= Igor Boelza =

Russian composer (1904–1994)

Igor Fyodorovich Belza or Boelza (Игорь Фёдорович Бэлза; 8 February 1904 – 5 January 1994) was a Soviet music historian and composer who wrote 4 symphonies, 5 piano sonatas, 2 cello sonatas, a string quartet, and several film scores for Alexander Dovzhenko. He was the father of Svyatoslav Belza, a showman and a TV personality.

Boelza was born in Kielce into a noble Polish family which moved to Kyiv after the outbreak of the First World War. He studied at the Kyiv Conservatory with Borys Lyatoshynsky.
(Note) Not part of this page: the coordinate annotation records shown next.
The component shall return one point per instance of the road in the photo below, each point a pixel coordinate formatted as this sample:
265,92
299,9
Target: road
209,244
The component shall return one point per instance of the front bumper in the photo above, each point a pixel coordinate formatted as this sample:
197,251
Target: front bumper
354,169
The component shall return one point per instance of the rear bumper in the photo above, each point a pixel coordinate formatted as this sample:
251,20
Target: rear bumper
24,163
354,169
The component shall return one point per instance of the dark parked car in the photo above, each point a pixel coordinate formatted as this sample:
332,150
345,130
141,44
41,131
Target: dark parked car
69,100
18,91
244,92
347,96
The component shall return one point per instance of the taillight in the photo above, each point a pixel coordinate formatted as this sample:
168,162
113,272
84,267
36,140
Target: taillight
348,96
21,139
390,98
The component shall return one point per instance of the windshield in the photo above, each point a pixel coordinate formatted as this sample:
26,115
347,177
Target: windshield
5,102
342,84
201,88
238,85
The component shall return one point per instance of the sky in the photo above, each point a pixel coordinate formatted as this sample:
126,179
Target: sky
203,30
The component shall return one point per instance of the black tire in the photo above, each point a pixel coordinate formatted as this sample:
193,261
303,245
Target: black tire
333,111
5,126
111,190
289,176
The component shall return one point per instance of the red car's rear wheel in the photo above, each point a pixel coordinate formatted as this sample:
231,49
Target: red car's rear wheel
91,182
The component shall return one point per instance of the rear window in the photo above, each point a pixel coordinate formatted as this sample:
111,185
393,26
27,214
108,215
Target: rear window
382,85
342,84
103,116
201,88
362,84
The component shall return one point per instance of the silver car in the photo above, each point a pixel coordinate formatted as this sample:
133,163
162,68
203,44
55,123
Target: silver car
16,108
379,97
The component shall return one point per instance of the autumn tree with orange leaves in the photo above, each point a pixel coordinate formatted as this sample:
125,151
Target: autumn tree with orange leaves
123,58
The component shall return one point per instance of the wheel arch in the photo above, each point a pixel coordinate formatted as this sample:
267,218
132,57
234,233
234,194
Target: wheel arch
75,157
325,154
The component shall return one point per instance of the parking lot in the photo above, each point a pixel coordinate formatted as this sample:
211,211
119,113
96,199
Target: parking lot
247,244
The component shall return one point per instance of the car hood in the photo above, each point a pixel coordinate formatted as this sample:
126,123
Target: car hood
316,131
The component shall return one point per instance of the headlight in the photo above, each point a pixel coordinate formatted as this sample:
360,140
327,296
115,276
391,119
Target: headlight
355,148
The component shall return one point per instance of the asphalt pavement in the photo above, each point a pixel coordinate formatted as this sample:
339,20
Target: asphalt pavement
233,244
Belza delivered lectures in the Kyiv State University until the German invasion of Ukraine forced him to move to Moscow and join the staff of the Moscow Conservatory.

Boelza authored a slate of books about Mozart (1941), Alexander Borodin (1944), Antonín Dvořák (1949), Reinhold Glière (1955), Maria Szymanowska (1956), Vítězslav Novák (1957), Frédéric Chopin (1960), Michał Kleofas Ogiński (1965), Alexander Scriabin (1982) and Karol Szymanowski (1984). He received a Doctorate, honoris causa, from the Charles University of Prague, in 1967.

== Publications ==
- Igor Boelza. Handbook of Soviet Musicians. Westport, Conn.: Greenwood Press, 1943 / 1971. ISBN 9780781202015.